Locação de área comum para antena: o que o condomínio precisa decidir
Uma operadora ofereceu ao condomínio um contrato de locação da laje ou da casa de máquinas para instalar equipamento de antena, com renda mensal fixa para o edifício. A proposta é tentadora, mas antes de levar ao voto o síndico precisa entender que área comum não se aluga com quórum de assembleia ordinária e que o contrato de infraestrutura de telecomunicações carrega responsabilidades técnicas que vão além de qualquer locação convencional.
Qual quórum aprova a cessão de área comum
A locação ou cessão de uso de área comum do condomínio para fins de instalação de antena depende de deliberação da assembleia geral, e não de decisão isolada do síndico. O art. 1.341 do Código Civil trata das obras e alterações que dependem de aprovação assemblear conforme sua natureza, e a convenção do condomínio costuma fixar o quórum aplicável a esse tipo de destinação de área comum — normalmente maioria qualificada, dado que o uso extraordinário do bem comum afeta todos os condôminos, não apenas o andar onde o equipamento ficará instalado.
O que o contrato com a operadora deve prever
- Valor do aluguel e reajuste, com prazo e forma de pagamento definidos;
- Responsabilidade por manutenção da estrutura e por eventuais danos à edificação;
- Seguro contra sinistros relacionados ao equipamento instalado;
- Prazo de vigência e condições de rescisão, incluindo o que ocorre com o equipamento ao final do contrato;
- Compatibilidade da instalação com os limites de exposição a campos eletromagnéticos exigidos pela legislação federal.
Riscos que o condomínio assume ao aceitar
Ainda que a operadora seja responsável técnica pela estação, o condomínio responde perante os condôminos e vizinhos por infiltrações, danos estruturais ou acidentes ligados à instalação se o contrato não distribuir corretamente essa responsabilidade. Também é comum que moradores questionem a decisão depois de firmado o contrato alegando vício de convocação ou quórum insuficiente — por isso a ata da assembleia precisa registrar com precisão o quórum de aprovação e o teor completo do que foi votado.

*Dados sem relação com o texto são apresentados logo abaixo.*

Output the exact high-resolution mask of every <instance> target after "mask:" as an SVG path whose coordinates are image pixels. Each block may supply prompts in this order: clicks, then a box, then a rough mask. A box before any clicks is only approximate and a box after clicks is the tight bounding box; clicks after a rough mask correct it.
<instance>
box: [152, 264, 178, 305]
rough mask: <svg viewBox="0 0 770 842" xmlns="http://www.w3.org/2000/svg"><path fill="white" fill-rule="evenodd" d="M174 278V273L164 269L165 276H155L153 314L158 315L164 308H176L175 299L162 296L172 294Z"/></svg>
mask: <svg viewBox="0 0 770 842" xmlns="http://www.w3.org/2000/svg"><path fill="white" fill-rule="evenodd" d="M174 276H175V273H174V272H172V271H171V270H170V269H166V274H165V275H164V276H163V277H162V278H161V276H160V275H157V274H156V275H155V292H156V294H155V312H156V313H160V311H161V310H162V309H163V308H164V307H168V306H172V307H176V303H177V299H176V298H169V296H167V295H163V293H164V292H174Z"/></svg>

Quando um condômino discorda da decisão aprovada
Condômino vencido na assembleia que aprovou a cessão de área comum pode impugnar a decisão judicialmente se houver vício formal na convocação, no quórum exigido pela convenção ou na própria deliberação, mas não pode anular a decisão apenas por discordar do mérito de alugar a área para a antena, desde que o processo tenha sido regular.
Perguntas frequentes
O síndico pode assinar o contrato sozinho se a assembleia já aprovou o valor?
Pode, desde que a assembleia tenha aprovado os termos essenciais do negócio e delegado ao síndico a formalização; sem essa aprovação prévia, a assinatura isolada do síndico é passível de anulação.